Call of Duty and Battlefield’s “Bipartisan Agreement”

The truth is, modern multiplayer games all suffer from the same problem: cheaters. As cheating tools get better, it became harder for game developers to combat the problem without some form of system validation. As such, both franchises have developed their own anti-cheat systems, with Activision referring theirs as Ricochet, while EA’s latest solution is dubbed Javelin, with Secure Boot now a requirement for both.
In the case of Ricochet, the new Secure Boot requirement (along with TPM 2.0) will be mandated in the upcoming Season 5 update for CoD’s latest title Black Ops 6, and on the other side, Battlefield 6 has just been announced by EA to require Secure Boot. The reason behind this requirement is to ensure systems cannot be tampered in a way beyond what existing anti-cheat tools can detect. Both developers has noted that this requirement are complementary to their current tools to minimize cheating potential.

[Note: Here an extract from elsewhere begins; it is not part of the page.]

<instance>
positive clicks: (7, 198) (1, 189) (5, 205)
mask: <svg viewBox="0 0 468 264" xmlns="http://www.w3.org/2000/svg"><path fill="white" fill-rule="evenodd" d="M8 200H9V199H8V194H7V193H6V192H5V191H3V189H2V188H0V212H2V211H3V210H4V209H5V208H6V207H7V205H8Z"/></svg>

This requirement does mean that Linux gamers, particularly owners of Steam Deck, are out of luck. While gaming on Linux is fairly feasible thanks to tools like Proton, anti-cheat software are generally not designed to work in these systems, especially if they are the kernel-level kind like Ricochet, Javelin, or Riot Games’ Vanguard – the latter of which is the first to introduce such requirement for Valorant, and more recently, League of Legends.
Pokdepinion: Some people, including myself, do not fully trust kernel level anti-cheat systems for reasons like CrowdStrike, but I can’t blame these developers either, given how rampant cheating has become.